I have a trouble in handling a following question.
Given a composition operator $ F :C^1([0,1]) \to C^1([0,1]) ; F(f) = f(f(x))$, I have a Gâteaux derivative of $F$.
\begin{align}
\lim_{t \to 0} \frac{F(f+th) – F(f) }{t} &= \frac{(f+th)(f(x)+th(x)) – f(f(x))}{t} \\
&= \frac{f(f(x)+th(x)) + th(f(x)+th(x))- f(f(x))}{t} \\
&= \frac{f(f(x))+ tf'(f(x))h(x)+ o(t) +th(f+th(x))- f(f(x)) }{t} \\
&= \lim_{t \to 0} f'(f(x))h(x)+h(f+th(x))+\frac{o(t)}{t} \\
&= f'(f(x))h(x) + h(f(x)).
\end{align}
for given $h \in C^1([0,1])$.
Therefore, a Gâteaux derivative of $F$ at $f$ is $DF_f(h) = f'(f(x))h(x) + h(f(x))$.

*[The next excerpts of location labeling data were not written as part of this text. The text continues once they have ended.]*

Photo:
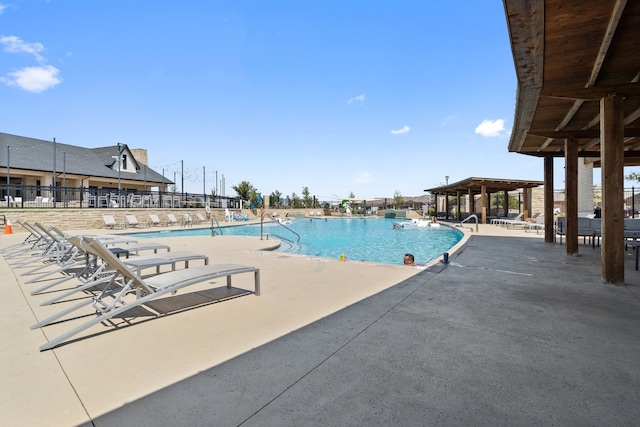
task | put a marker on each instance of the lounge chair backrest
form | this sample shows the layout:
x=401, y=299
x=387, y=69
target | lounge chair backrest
x=109, y=220
x=96, y=248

Since it is a linear in terms of $h$, and continous in terms of $f$, can we say a composition operator $F$ is actually Fréchet differentiable?
I am curious that I am right.
Edit: I changed $C^\infty(\mathbb{R})$ to $C^1([0,1])$ with the norm $\|f\|_{C^1([0,1])} = \sup |f(x)| + \sup|f'(x)|$.
Best Answer
Continuity respect to the main argument is not sufficient for Frechet differentiability. You can see this for the particular choice $f(x)=2x$ and $h(x)=e^\frac{1}{2-x}$: $$ \frac{\delta F}{\delta f}[h](x) = 2e^\frac{1}{2-x}+ e^\frac{1}{2(1-x)}\implies \left\|\frac{\delta F}{\delta f}[h](x)\right\|_{\,C^1[0,1]}=+\infty. $$ The norm of the functional derivative depends on the functional argument $h$ in an essential way, thus the functional derivative $\frac{\delta F}{\delta f}[h](x)$ of the functional $f\mapsto F(f)=f\big(f(x)\big)$ is not Frechet.